QuEST - Quick and Easy Scrub Typhus Diagnostic Tools

Recruiting

• Conditions: Scrub Typhus

• Registration Number: NCT06675110
• Lead Sponsor: University of Oxford

Brief Summary

Evaluate the performance of insulated isothermal polymerase chain reaction (iiPCR) in the diagnosis of scrub typhus in Chiang Rai Province

Detailed Description

Screening and enrolment

The study team will screen patients presenting with fever at the out- and inpatient departments of study sites. A scrub typhus rapid diagnostic test (RDT) will be performed at all sites (e.g. Scrub Typhus IgM RDT, InBios International; Scrub Typhus IgM/IgA/IgG RDT, SDBioline; STANDARD Q Tsutsugamushi IgM/IgG, SDBiosensor) and insulated isothermal polymerase chain reaction (iiPCR) will be performed at Chiang Rai Clinical Research Unit (CCRU) central laboratories. Before being screened with any of the above tests for study purposes, potential participants will be asked to pre-consent to the screening test.

If participants have a positive screening test following an order form the treating physician as part of standard management (not for study purposes), this will be considered equivalent to a positive screening test; those subjects will be asked then to provide informed consent to participate in the study.

Eligible patients who agree to participate and/or their legal guardians will take part in the informed consent procedure. If the RDT or iiPCR test is positive for scrub typhus (one positive test is sufficient) or the patient has a fever and an eschar, the patient is formally enrolled into the study.

Every screened patient will receive a screening number and details are recorded into a screening log. Screening rejection is defined as patients who have been screened but are not enrolled into the study. Reasons for rejection may include any exclusion criteria, non-conformity with the inclusion criteria, or failure to obtain informed consent.

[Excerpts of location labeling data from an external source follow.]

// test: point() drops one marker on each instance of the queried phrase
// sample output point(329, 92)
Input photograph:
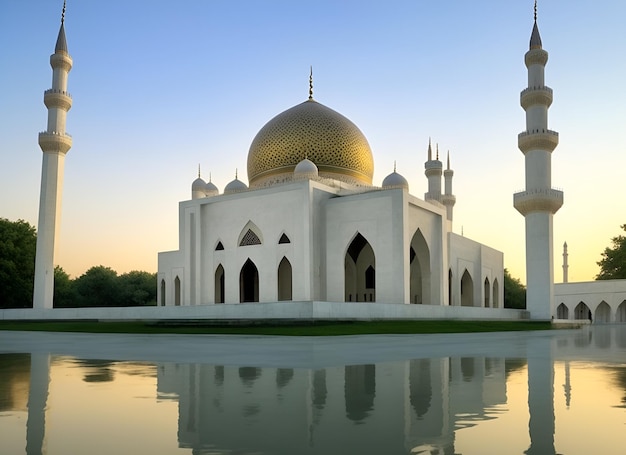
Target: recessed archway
point(419, 265)
point(582, 311)
point(359, 271)
point(603, 313)
point(467, 289)
point(249, 283)
point(219, 284)
point(284, 280)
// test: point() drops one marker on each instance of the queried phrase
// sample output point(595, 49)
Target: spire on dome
point(61, 45)
point(535, 38)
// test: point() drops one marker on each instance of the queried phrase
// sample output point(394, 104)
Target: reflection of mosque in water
point(415, 404)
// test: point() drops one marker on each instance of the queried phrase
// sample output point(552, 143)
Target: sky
point(161, 87)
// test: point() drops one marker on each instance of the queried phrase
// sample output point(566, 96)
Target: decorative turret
point(54, 143)
point(433, 172)
point(539, 202)
point(448, 199)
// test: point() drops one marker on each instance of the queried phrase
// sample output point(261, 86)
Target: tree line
point(99, 286)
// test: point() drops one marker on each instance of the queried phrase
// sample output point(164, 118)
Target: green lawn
point(309, 329)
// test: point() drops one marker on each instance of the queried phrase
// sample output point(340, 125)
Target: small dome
point(395, 180)
point(235, 186)
point(210, 189)
point(306, 169)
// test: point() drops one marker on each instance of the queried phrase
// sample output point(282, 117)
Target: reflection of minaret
point(54, 143)
point(540, 397)
point(567, 387)
point(37, 398)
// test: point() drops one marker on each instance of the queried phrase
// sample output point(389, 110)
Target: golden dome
point(314, 131)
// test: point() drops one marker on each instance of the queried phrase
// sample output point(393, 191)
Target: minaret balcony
point(58, 99)
point(538, 200)
point(55, 142)
point(540, 139)
point(536, 95)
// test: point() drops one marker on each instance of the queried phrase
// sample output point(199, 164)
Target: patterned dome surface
point(311, 130)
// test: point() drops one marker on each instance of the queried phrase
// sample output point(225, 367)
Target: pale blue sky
point(159, 87)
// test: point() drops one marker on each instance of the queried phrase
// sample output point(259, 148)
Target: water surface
point(542, 393)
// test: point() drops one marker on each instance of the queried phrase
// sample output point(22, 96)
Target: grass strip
point(321, 328)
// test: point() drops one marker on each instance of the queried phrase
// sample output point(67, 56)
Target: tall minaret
point(539, 202)
point(433, 173)
point(54, 143)
point(448, 199)
point(565, 265)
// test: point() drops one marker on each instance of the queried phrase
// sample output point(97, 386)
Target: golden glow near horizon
point(141, 122)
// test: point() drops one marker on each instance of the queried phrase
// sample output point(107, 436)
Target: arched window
point(219, 284)
point(467, 289)
point(359, 271)
point(249, 283)
point(284, 280)
point(419, 257)
point(177, 296)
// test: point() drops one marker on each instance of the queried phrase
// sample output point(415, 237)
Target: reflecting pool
point(547, 392)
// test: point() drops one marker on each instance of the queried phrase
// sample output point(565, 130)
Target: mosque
point(312, 228)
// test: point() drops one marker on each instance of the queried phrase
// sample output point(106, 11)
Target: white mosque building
point(311, 227)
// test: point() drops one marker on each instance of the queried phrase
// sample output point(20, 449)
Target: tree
point(137, 288)
point(98, 287)
point(514, 292)
point(18, 243)
point(613, 262)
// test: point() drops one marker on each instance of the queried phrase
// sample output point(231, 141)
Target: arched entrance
point(603, 313)
point(249, 283)
point(284, 280)
point(487, 289)
point(177, 291)
point(360, 271)
point(582, 311)
point(419, 257)
point(496, 291)
point(467, 289)
point(219, 284)
point(562, 312)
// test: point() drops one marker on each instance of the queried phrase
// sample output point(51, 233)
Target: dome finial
point(311, 83)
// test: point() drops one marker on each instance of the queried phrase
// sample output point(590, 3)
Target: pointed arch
point(487, 289)
point(582, 311)
point(249, 282)
point(285, 290)
point(620, 314)
point(419, 265)
point(219, 284)
point(562, 312)
point(359, 271)
point(496, 293)
point(467, 289)
point(603, 313)
point(250, 235)
point(177, 291)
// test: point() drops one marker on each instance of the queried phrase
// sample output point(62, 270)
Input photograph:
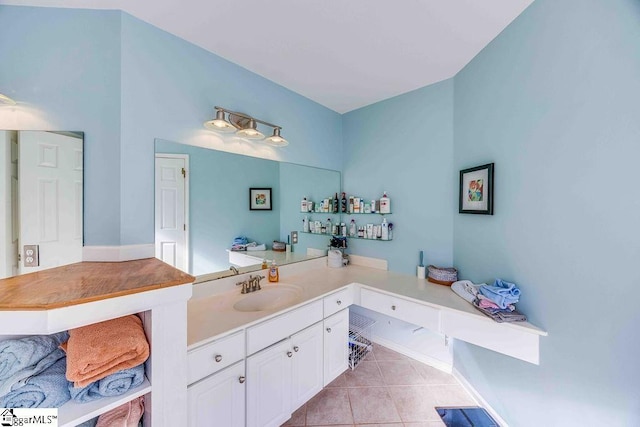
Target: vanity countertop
point(87, 282)
point(212, 316)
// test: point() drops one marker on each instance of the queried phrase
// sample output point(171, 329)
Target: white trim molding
point(117, 253)
point(478, 397)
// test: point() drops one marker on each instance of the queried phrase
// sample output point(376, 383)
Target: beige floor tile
point(415, 403)
point(383, 353)
point(329, 407)
point(338, 382)
point(366, 373)
point(400, 372)
point(453, 395)
point(372, 405)
point(432, 375)
point(299, 418)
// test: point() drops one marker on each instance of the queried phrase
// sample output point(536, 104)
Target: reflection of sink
point(269, 298)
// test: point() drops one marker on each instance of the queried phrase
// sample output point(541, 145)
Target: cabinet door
point(306, 365)
point(218, 399)
point(269, 386)
point(336, 345)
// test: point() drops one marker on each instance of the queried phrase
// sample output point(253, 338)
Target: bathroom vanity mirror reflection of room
point(41, 181)
point(199, 215)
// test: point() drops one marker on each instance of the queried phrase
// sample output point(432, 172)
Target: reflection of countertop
point(281, 258)
point(211, 316)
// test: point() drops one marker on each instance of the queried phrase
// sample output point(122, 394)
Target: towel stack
point(496, 301)
point(32, 372)
point(106, 358)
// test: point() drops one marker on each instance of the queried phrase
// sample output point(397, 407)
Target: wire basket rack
point(360, 332)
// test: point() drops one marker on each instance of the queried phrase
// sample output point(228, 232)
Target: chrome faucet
point(254, 283)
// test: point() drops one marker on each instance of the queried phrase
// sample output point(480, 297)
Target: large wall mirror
point(41, 181)
point(202, 204)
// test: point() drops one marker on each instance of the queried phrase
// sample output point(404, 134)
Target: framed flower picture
point(476, 190)
point(260, 199)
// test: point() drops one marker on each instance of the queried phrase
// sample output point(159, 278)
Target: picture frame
point(260, 199)
point(476, 190)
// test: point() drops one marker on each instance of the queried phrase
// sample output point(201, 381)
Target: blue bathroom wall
point(62, 66)
point(219, 211)
point(404, 145)
point(553, 101)
point(124, 82)
point(169, 88)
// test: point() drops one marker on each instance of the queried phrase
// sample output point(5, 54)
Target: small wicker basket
point(442, 276)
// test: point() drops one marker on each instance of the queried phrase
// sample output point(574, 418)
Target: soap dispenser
point(274, 275)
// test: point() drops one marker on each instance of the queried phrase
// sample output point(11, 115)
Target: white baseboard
point(473, 392)
point(117, 253)
point(431, 361)
point(380, 264)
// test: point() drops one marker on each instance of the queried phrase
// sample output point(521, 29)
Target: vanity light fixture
point(4, 99)
point(219, 124)
point(245, 126)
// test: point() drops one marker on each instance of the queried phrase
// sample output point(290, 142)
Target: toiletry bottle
point(352, 228)
point(384, 235)
point(274, 275)
point(385, 203)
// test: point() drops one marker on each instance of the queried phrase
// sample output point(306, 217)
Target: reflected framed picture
point(260, 199)
point(476, 190)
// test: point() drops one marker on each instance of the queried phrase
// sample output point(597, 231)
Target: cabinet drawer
point(337, 301)
point(266, 333)
point(212, 357)
point(409, 311)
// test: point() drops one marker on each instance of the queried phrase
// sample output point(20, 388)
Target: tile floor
point(387, 389)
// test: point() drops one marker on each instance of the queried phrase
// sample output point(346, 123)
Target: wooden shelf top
point(87, 282)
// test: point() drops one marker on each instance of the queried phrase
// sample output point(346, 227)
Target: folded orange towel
point(127, 415)
point(98, 350)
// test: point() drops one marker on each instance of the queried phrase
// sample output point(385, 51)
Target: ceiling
point(341, 54)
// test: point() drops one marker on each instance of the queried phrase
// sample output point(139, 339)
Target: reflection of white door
point(171, 209)
point(50, 178)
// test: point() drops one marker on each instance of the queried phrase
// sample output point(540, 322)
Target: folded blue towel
point(7, 384)
point(49, 389)
point(112, 385)
point(501, 292)
point(22, 353)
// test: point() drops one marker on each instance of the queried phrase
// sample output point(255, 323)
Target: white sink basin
point(269, 298)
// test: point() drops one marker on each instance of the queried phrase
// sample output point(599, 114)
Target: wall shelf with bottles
point(347, 237)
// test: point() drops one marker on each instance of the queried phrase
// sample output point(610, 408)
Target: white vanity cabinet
point(400, 308)
point(336, 345)
point(283, 377)
point(218, 399)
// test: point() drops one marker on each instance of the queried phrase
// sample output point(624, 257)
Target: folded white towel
point(466, 289)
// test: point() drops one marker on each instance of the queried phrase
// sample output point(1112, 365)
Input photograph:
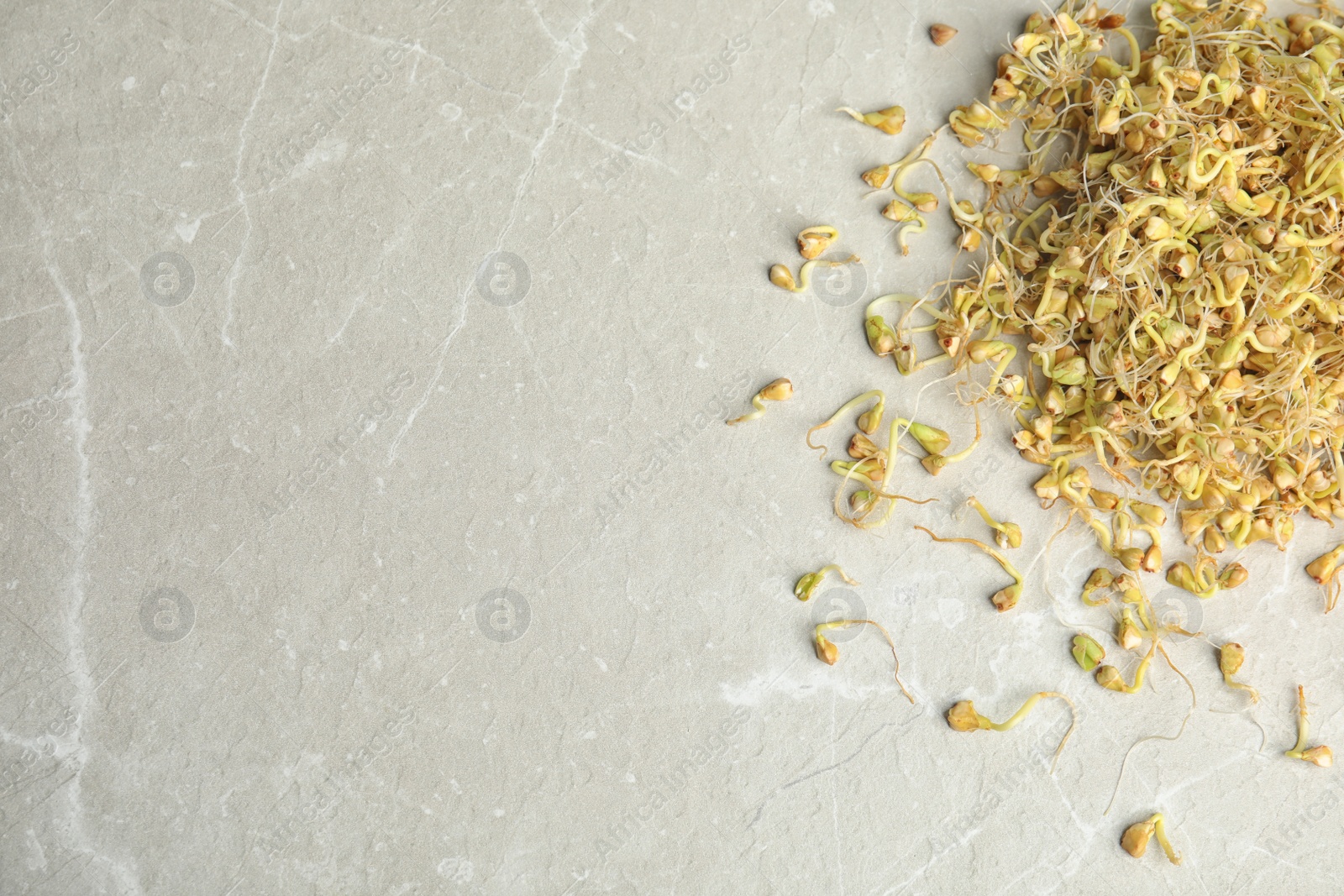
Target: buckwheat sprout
point(830, 653)
point(1230, 658)
point(1135, 841)
point(963, 716)
point(1008, 533)
point(1324, 570)
point(815, 241)
point(936, 463)
point(889, 121)
point(869, 421)
point(1320, 755)
point(871, 469)
point(1135, 746)
point(1099, 579)
point(1110, 679)
point(783, 277)
point(780, 390)
point(808, 584)
point(1005, 598)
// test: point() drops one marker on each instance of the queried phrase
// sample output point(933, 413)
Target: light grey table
point(371, 527)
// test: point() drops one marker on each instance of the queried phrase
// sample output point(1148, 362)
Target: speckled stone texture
point(370, 524)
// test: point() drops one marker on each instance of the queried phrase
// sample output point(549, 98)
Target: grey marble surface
point(370, 524)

Reasons will be recorded in the screening log. Patients who do not progress from screening to trial recruitment will not be assigned with a study number or have clinical data recorded in the screening log.

Inpatient stay Clinical review: Study patients will have their vital signs measured and recorded every 6 hours during hospitalisation. Details of antibiotics administered will be collected. Additional diagnostic test results (e.g. laboratory or imaging) requested by the medical team will also be collected and recorded on the case report from (CRF).

Patients admitted with scrub typhus to hospital for treatment will be discharged by the treating physician according to clinical improvement and resolution of fever.

Follow-up

Scheduled follow-up: A follow-up visits will occur at 2 weeks (+ 2 weeks). Examinations and samples are collected as outlined in the study flowchart (paragraph 3.3).

If the patient cannot be followed-up, then the reason for loss-to-follow-up will be recorded on the CRF.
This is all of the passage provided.